Hi All: You often hear people ask, "What does our Standard Celeration Chart Do?" Of the many answers, one of the best is, "It simplifies things."

 

  • It simplifies charting so that six year olds can learn it and teach it to others.
  • It simplifies chart reading, making it so fast that we can share charts at 2 minutes each.
  • It simplifies chart checking so much that you can check for x2 learning on 60 charts posted on a ten foot stretch of wall as you walk past without slowing your pace.
  • It simplifies understanding of all growth and decay. An example of this is how our standard chart simplifies the famous Fibonacci series.

In the early 1970's when I worked out "ChartStat" I was amazed to find that almost every mathematical series, that I had learned years ago in calculus, was a straight line on our standard chart. The formulas for harmonic series, and Fibonacci series, and others, were very different. But they were straight lines, just at different angles, different constant multiples, and therefore different celerations.

The Fibonacci series, that Owen White finds so interesting in his "Log" and "Power" charts List serv post, where the next number is the sum of the two numbers before it, follows:

1, 1, 2, 3, 5, 8, 13, 21, 34, 55, 89, 144, 233, 377, 610, 987, 1597, 2584, 4181, 6765, 10946, 17711, 28657, 46368, 75025, 121393, 196418, 317811, 514229, 832040, 1346269....

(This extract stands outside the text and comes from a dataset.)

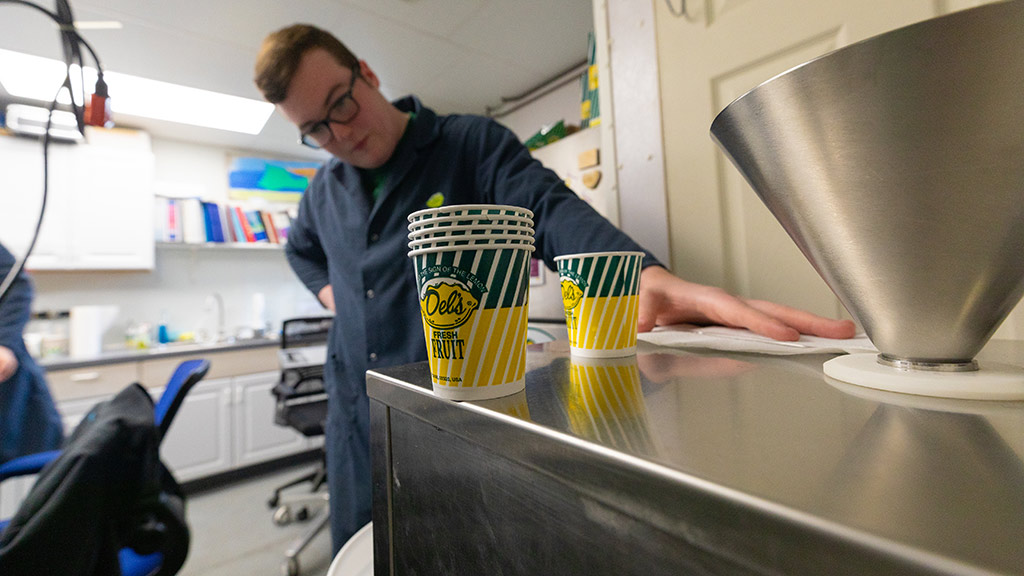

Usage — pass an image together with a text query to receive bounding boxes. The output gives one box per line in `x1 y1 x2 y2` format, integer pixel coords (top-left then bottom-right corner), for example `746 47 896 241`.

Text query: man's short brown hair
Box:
253 24 359 104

What surprised me, and will surprise Owen, and should surprise you, is that the Fibonacci is merely a times 1.618 series,

5 x 1.618 = 8, 8 x 1.618 = 13, 13 x 1.618 = 21, etc

This means, of course, that it forms a straight line on our Standard Celeration Chart.

Charted on a daily chart, x1.618 per day makes a straight line celeration of about x47 per week. Charted on a daily chart at x1.618 per week makes a celeration of x1.6 per week. Charted on a yearly chart at x1.618 per year makes a straight line celeration of x10 every five years.

When things are actually only multiplying, we simplify by telling how much they multiply. No need to create puzzles as did Fibonacci, and White, by calling attention to a strange addition formula to describe constant multiple growth. Describing multiplication by addition just complicates and confuses.

Resist being led back to Fibonacci and the year 1228. Think multiply!

We have a good thing going for us. We have multiplication!

Keep it Simple. Keep it multiply. Keep it graphic. Keep it standard.